Volviendo al término que nos atañe, la infobesidad (llamada también infoxicación – intoxicación de información) es una patología que puso de relieve hace unos años Christophe Aguiton. Este investigador francés alertaba de la paradoja que supone la sensación de estar inmerso en la información y no tener tiempo para leer todo, verlo todo y oírlo todo, en un momento en el que se presume que toda esta tecnología tendría que servir para ahorrarnos tiempo. En su día esta definición tuvo su origen en la multitud de correos electrónicos que cada jornada inunda nuestras vidas; sin embargo, no se trata de la falta de tiempo que tenemos para dar salida y respuesta a cada uno de ellos, sino el tiempo que perdemos en decidir  si el mensaje que recibimos es o no es de utilidad. En toda esa ingente cantidad de mensajes no sólo encontramos correos importantes, sino también alertas de Google, notificaciones continuas de nuestras redes sociales, newsletters, facturas y correo spam que nos distrae y consume nuestro tiempo. Un exceso de información perjudicial. Si a esto le sumamos los millones de APP que existen para nuestros dispositivos móviles, así como el número de éstos que utilizamos en nuestro día a día, nos encontramos frente a frente con una red sobresaturada, repleta de información que no siempre es útil o está incompleta, y mucha, mucha y publicidad molesta e inservible.

¿Cómo termina todo esto por afectarnos? La infobesidad perjudica principalmente a nuestra rutina laboral, pero también a nuestra vida personal. Cada vez se tarda más en gestionar nuestras cuentas (ya sea el correo electrónico, las redes sociales o cualquier otra aplicación), se dedica menos tiempo a interrelacionarse con los compañeros, y parece que importan más los datos que los clientes, compañeros de trabajo, amigos y familiares cercanos a nosotros. Las empresas son quienes mayores problemas tienen para encontrar la información que les es necesaria entre tantos millones de datos.
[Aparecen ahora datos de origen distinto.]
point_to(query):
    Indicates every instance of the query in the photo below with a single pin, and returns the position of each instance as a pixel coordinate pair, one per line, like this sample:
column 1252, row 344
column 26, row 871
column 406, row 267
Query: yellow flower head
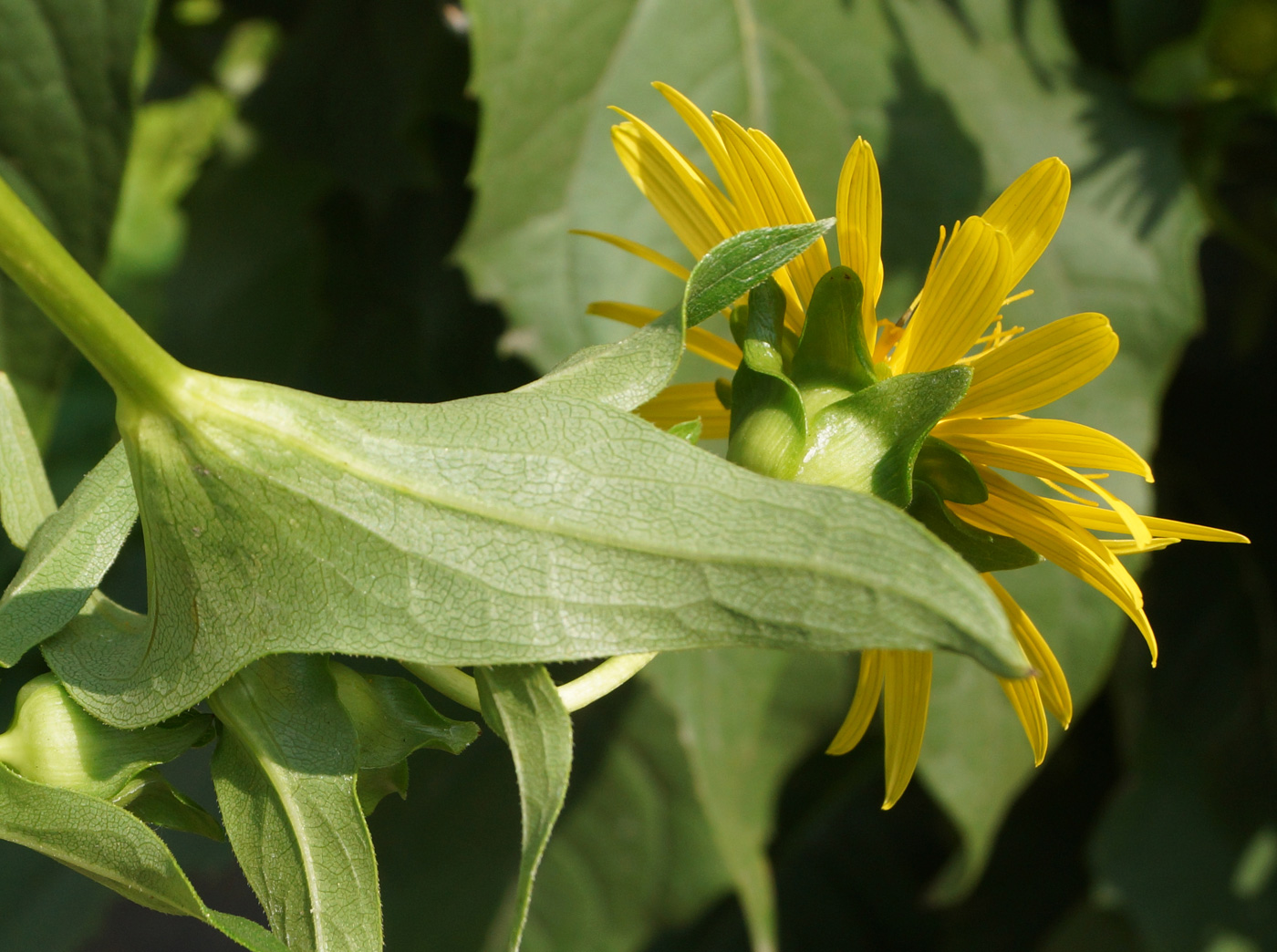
column 954, row 320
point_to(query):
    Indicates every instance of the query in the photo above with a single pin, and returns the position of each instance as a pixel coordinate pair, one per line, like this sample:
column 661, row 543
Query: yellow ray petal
column 699, row 341
column 1106, row 521
column 907, row 693
column 1025, row 460
column 692, row 206
column 1040, row 367
column 868, row 687
column 1030, row 212
column 689, row 401
column 769, row 198
column 1036, row 523
column 1064, row 441
column 1053, row 686
column 960, row 299
column 634, row 248
column 859, row 227
column 1023, row 695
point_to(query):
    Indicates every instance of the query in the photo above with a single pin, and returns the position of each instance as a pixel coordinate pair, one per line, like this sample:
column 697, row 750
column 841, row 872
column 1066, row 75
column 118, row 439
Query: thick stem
column 138, row 369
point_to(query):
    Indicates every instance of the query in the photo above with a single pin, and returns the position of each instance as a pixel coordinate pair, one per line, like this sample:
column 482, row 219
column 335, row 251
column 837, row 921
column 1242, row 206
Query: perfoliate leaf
column 26, row 499
column 64, row 133
column 525, row 709
column 111, row 846
column 868, row 441
column 285, row 775
column 67, row 556
column 488, row 531
column 151, row 798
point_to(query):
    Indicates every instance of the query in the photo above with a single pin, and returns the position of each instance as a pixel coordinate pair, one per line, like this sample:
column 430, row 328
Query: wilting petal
column 1051, row 683
column 1030, row 212
column 859, row 227
column 960, row 299
column 1062, row 440
column 1040, row 367
column 868, row 687
column 700, row 341
column 907, row 693
column 689, row 401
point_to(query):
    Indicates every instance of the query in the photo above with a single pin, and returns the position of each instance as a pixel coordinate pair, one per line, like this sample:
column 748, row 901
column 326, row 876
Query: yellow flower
column 955, row 319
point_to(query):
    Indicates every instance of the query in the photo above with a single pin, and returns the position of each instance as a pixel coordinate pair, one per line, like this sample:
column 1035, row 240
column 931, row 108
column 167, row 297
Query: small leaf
column 151, row 798
column 983, row 552
column 530, row 716
column 111, row 846
column 742, row 262
column 26, row 499
column 285, row 776
column 67, row 556
column 487, row 531
column 833, row 358
column 870, row 440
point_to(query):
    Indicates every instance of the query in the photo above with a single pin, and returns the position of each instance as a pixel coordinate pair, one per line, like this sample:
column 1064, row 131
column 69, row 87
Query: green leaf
column 958, row 98
column 736, row 265
column 833, row 358
column 489, row 531
column 769, row 425
column 744, row 719
column 67, row 558
column 114, row 847
column 285, row 776
column 868, row 441
column 26, row 499
column 64, row 133
column 610, row 885
column 151, row 798
column 524, row 708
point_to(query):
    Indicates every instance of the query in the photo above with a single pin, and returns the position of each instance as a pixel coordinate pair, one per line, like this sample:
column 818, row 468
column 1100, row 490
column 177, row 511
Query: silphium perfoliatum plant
column 500, row 533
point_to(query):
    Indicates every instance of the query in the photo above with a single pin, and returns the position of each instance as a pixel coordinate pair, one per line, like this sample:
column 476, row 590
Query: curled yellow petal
column 1040, row 367
column 689, row 401
column 906, row 697
column 699, row 341
column 634, row 248
column 868, row 687
column 960, row 299
column 1060, row 440
column 859, row 227
column 1023, row 695
column 1053, row 686
column 1030, row 211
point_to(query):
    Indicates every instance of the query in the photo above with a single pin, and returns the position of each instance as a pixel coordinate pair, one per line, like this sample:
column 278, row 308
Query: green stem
column 138, row 369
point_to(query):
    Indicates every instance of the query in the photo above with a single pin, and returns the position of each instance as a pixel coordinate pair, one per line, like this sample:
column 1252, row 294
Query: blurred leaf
column 524, row 708
column 67, row 89
column 958, row 98
column 26, row 499
column 67, row 556
column 405, row 514
column 114, row 847
column 285, row 775
column 744, row 719
column 632, row 854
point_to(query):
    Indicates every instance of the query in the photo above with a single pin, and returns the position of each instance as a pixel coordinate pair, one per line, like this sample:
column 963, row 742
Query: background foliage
column 293, row 194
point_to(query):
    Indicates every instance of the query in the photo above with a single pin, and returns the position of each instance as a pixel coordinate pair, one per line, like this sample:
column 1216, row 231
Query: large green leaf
column 744, row 719
column 491, row 531
column 67, row 556
column 957, row 98
column 632, row 854
column 285, row 773
column 67, row 87
column 523, row 705
column 114, row 847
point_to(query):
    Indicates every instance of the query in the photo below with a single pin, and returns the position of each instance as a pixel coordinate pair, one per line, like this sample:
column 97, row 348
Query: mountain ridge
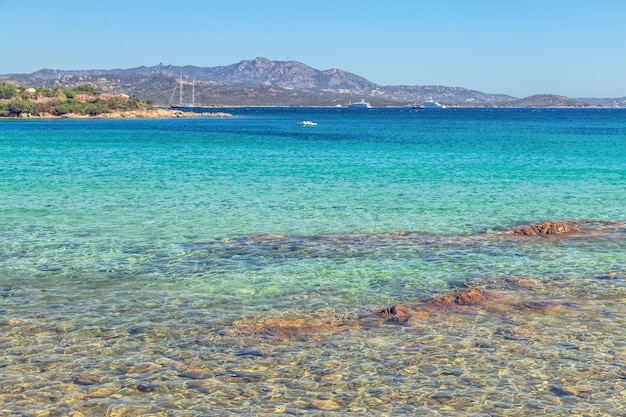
column 261, row 81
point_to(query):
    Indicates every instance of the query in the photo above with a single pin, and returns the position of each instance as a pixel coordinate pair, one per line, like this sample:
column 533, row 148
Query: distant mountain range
column 262, row 82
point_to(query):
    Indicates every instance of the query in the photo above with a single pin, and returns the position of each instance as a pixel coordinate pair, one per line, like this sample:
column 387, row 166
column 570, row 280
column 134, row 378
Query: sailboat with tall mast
column 181, row 105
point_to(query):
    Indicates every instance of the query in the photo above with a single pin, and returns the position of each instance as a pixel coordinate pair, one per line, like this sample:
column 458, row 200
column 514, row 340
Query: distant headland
column 263, row 82
column 81, row 102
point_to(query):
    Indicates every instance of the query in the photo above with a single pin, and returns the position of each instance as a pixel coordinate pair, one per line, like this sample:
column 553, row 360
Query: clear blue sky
column 576, row 48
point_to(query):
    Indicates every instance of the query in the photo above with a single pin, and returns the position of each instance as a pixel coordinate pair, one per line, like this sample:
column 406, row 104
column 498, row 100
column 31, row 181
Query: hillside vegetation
column 16, row 101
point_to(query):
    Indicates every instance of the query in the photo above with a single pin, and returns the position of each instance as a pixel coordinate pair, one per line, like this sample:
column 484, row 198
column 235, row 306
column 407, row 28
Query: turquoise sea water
column 131, row 252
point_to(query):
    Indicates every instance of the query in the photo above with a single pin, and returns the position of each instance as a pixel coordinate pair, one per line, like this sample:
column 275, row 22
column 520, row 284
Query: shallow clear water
column 140, row 259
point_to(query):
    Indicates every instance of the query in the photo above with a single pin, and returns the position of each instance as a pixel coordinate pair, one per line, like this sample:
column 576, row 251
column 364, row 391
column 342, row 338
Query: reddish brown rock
column 465, row 297
column 397, row 313
column 546, row 229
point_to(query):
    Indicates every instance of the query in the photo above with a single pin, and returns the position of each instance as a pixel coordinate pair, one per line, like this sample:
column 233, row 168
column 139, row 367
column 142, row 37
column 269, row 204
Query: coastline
column 130, row 114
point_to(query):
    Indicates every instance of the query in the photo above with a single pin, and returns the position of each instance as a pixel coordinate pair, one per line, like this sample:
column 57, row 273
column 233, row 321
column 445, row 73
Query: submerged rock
column 463, row 297
column 546, row 229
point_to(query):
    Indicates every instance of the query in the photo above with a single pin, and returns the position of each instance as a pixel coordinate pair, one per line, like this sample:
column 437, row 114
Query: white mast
column 180, row 98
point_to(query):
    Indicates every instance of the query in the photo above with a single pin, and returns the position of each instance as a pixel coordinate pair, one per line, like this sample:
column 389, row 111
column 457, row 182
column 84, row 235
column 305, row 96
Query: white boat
column 431, row 104
column 180, row 105
column 360, row 105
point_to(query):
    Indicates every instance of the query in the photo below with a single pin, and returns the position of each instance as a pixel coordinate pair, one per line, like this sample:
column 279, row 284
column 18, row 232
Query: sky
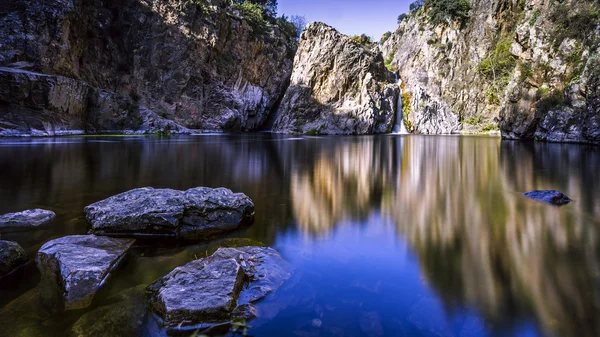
column 352, row 17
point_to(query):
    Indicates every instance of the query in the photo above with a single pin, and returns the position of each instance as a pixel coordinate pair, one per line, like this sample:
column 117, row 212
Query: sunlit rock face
column 196, row 63
column 338, row 86
column 527, row 68
column 460, row 207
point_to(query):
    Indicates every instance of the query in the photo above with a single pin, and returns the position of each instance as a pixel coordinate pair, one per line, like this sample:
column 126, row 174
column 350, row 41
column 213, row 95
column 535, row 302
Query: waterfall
column 399, row 128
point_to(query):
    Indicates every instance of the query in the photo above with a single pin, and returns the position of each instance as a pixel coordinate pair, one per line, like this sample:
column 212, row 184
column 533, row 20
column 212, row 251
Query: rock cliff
column 75, row 66
column 338, row 86
column 530, row 68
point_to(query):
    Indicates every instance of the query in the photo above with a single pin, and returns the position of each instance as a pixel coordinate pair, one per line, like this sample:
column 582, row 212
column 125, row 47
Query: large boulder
column 195, row 214
column 201, row 64
column 74, row 268
column 552, row 197
column 12, row 256
column 208, row 291
column 26, row 219
column 338, row 86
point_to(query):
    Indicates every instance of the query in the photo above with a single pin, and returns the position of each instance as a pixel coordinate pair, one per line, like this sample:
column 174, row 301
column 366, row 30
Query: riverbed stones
column 196, row 214
column 26, row 219
column 552, row 197
column 12, row 256
column 197, row 293
column 74, row 268
column 209, row 291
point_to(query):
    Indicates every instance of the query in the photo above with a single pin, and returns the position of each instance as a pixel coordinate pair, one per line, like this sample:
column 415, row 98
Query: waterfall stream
column 399, row 127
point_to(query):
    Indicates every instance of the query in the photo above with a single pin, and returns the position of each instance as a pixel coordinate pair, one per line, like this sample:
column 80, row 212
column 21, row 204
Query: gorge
column 189, row 67
column 218, row 168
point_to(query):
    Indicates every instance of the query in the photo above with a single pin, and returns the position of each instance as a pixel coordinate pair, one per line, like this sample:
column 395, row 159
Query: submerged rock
column 550, row 197
column 197, row 293
column 123, row 317
column 74, row 268
column 195, row 214
column 12, row 256
column 25, row 219
column 338, row 86
column 209, row 291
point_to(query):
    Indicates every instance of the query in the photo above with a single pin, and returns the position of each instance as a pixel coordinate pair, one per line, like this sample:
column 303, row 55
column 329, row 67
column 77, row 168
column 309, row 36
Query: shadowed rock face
column 210, row 290
column 552, row 197
column 136, row 66
column 74, row 268
column 513, row 66
column 338, row 86
column 12, row 256
column 29, row 218
column 195, row 214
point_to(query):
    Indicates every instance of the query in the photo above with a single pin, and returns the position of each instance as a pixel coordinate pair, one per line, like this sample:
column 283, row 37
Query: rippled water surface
column 388, row 235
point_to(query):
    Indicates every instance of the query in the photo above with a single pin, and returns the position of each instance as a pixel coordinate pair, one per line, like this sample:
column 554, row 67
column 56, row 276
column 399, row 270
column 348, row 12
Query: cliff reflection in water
column 457, row 202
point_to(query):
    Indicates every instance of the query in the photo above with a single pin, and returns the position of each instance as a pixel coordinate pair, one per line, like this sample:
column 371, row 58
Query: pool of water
column 388, row 235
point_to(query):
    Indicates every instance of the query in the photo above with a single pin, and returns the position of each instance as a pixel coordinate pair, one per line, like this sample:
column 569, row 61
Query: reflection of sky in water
column 394, row 236
column 363, row 280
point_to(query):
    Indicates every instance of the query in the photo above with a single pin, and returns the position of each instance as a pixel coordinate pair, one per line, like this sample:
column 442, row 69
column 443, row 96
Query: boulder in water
column 26, row 219
column 12, row 256
column 209, row 291
column 75, row 267
column 552, row 197
column 196, row 214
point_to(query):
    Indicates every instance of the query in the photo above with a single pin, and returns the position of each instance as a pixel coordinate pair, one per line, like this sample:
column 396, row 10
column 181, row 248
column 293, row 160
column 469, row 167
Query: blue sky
column 352, row 17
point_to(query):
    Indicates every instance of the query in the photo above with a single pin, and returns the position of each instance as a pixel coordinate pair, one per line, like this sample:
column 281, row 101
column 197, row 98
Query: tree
column 402, row 17
column 299, row 22
column 441, row 11
column 416, row 5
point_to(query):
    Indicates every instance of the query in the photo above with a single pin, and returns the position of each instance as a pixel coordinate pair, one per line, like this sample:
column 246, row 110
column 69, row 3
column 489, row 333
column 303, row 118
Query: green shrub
column 577, row 20
column 443, row 11
column 362, row 39
column 254, row 14
column 402, row 17
column 386, row 36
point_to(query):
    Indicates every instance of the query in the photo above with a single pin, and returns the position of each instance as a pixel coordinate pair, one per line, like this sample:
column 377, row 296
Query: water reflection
column 457, row 202
column 389, row 235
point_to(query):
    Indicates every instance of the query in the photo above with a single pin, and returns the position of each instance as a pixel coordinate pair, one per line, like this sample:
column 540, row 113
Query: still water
column 388, row 235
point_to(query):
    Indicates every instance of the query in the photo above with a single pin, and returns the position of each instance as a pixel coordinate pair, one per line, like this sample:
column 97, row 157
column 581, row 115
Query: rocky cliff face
column 338, row 86
column 530, row 68
column 138, row 65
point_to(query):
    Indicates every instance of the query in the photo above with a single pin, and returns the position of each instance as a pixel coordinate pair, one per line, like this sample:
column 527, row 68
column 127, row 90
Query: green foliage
column 407, row 110
column 525, row 70
column 551, row 100
column 416, row 5
column 497, row 67
column 402, row 17
column 473, row 120
column 388, row 62
column 443, row 11
column 577, row 20
column 385, row 37
column 254, row 14
column 362, row 39
column 536, row 15
column 490, row 127
column 312, row 132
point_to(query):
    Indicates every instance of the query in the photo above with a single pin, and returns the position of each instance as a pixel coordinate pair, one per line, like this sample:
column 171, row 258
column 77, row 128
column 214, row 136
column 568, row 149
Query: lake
column 388, row 235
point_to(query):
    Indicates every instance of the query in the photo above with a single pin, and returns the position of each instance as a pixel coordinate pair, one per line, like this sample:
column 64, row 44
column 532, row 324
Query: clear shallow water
column 388, row 235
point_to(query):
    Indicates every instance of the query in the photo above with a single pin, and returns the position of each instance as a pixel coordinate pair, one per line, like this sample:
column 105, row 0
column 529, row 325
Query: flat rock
column 552, row 197
column 196, row 214
column 12, row 256
column 209, row 290
column 197, row 293
column 75, row 267
column 25, row 219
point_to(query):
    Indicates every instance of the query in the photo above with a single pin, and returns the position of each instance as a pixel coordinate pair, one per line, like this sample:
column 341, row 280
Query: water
column 399, row 127
column 389, row 236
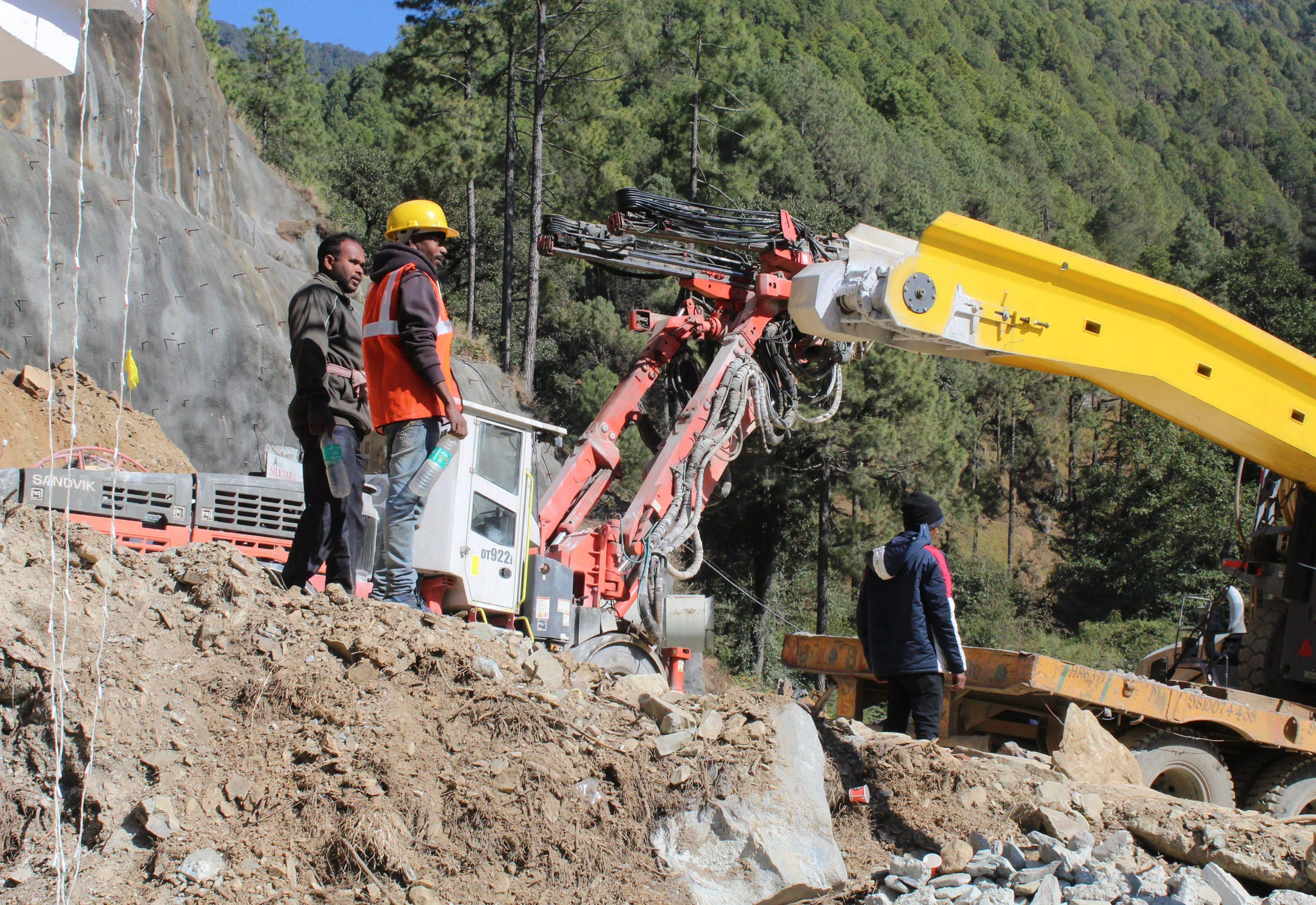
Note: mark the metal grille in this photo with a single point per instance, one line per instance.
(252, 506)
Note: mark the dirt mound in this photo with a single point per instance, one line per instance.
(27, 425)
(323, 748)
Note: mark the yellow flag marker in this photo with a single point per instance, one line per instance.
(131, 374)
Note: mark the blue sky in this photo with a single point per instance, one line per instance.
(369, 25)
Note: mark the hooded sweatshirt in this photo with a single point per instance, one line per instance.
(906, 619)
(324, 329)
(418, 307)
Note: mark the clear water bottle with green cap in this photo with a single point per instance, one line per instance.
(340, 482)
(423, 482)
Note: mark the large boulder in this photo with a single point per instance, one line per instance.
(1090, 754)
(767, 849)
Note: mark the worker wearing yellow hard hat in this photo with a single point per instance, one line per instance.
(407, 340)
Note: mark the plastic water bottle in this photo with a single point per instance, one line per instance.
(423, 482)
(340, 482)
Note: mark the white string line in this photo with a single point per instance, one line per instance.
(65, 891)
(50, 433)
(119, 417)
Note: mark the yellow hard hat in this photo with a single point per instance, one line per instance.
(420, 216)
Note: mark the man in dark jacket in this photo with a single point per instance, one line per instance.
(414, 397)
(331, 400)
(906, 620)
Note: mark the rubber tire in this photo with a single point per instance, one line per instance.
(1175, 764)
(1247, 769)
(1286, 789)
(1261, 652)
(618, 653)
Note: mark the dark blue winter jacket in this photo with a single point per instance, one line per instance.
(907, 617)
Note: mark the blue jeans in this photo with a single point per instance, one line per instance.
(407, 443)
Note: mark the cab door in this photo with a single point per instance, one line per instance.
(495, 532)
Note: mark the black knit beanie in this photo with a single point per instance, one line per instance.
(920, 510)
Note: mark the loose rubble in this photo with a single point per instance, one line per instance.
(266, 746)
(1015, 830)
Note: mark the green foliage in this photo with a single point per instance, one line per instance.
(1172, 137)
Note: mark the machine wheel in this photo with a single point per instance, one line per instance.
(1246, 767)
(620, 654)
(1182, 766)
(1259, 654)
(1287, 789)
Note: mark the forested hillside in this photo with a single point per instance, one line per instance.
(1173, 137)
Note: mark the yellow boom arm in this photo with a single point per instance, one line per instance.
(969, 290)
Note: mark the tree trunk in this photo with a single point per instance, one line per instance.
(1010, 529)
(765, 573)
(694, 124)
(824, 553)
(510, 199)
(1073, 460)
(824, 556)
(532, 294)
(470, 257)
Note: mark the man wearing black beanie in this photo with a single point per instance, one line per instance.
(906, 620)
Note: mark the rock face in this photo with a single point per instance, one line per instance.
(768, 849)
(222, 240)
(1090, 754)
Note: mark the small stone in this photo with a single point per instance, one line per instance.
(158, 761)
(1055, 795)
(364, 673)
(157, 816)
(1048, 892)
(910, 869)
(103, 573)
(647, 683)
(674, 742)
(485, 666)
(1227, 887)
(1113, 845)
(541, 665)
(1289, 898)
(1012, 853)
(35, 382)
(237, 789)
(202, 865)
(669, 718)
(955, 856)
(1091, 806)
(1063, 827)
(951, 881)
(711, 725)
(974, 798)
(899, 886)
(244, 565)
(920, 896)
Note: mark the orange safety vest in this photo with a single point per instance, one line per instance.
(397, 391)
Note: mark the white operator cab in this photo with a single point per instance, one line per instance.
(480, 520)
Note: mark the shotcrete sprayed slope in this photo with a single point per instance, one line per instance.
(222, 240)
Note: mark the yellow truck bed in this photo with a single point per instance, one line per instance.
(1023, 695)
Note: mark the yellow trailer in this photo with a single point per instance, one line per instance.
(1219, 745)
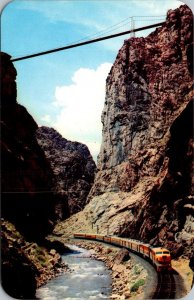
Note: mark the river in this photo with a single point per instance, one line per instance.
(88, 279)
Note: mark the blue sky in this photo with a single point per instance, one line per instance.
(66, 90)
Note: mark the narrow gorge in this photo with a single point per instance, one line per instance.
(142, 186)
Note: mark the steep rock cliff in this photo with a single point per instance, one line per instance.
(27, 198)
(143, 188)
(147, 148)
(26, 177)
(72, 165)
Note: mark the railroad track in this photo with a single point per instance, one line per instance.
(166, 287)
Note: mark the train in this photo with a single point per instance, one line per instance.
(158, 256)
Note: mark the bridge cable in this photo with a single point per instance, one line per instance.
(87, 42)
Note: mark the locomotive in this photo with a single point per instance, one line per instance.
(158, 256)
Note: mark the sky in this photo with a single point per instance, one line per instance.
(66, 90)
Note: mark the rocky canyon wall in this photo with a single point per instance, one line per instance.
(143, 187)
(73, 168)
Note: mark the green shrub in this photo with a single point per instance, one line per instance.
(135, 287)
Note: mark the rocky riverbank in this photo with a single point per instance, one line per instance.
(128, 276)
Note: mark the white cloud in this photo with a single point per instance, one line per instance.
(81, 105)
(46, 118)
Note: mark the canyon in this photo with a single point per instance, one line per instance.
(142, 186)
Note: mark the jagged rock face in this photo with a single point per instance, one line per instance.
(147, 88)
(72, 165)
(146, 151)
(27, 198)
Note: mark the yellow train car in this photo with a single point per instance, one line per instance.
(161, 258)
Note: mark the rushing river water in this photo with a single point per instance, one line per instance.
(88, 279)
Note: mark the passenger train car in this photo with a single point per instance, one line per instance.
(159, 256)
En esta situación, la búsqueda de informaciones específicas se vuelve muy dificultosa, y la posterior clasificación de la información conlleva mucho trabajo.

¿Qué hacer entonces? Dado que hablamos de infobesidad, yo te propongo una “dieta de información”, con la que, además de adelgazar en contenidos, conseguirás estar más ágil, menos dependiente y libre de estrés. Es tan sencillo como dedicar un poco de tiempo a decidir qué es lo realmente importante para nuestra rutina diaria, qué información merece nuestra atención, y seleccionar unas pocas aplicaciones y el contenido que se adecúa a esos intereses concretos, desechando todo lo demás que sólo aporta “calorías vacías”, digo información vacía. Ahora que todo el mundo empieza con sus propósitos de Año Nuevo, ¿te apuntas a esta peculiar “operación bikini de contenidos”?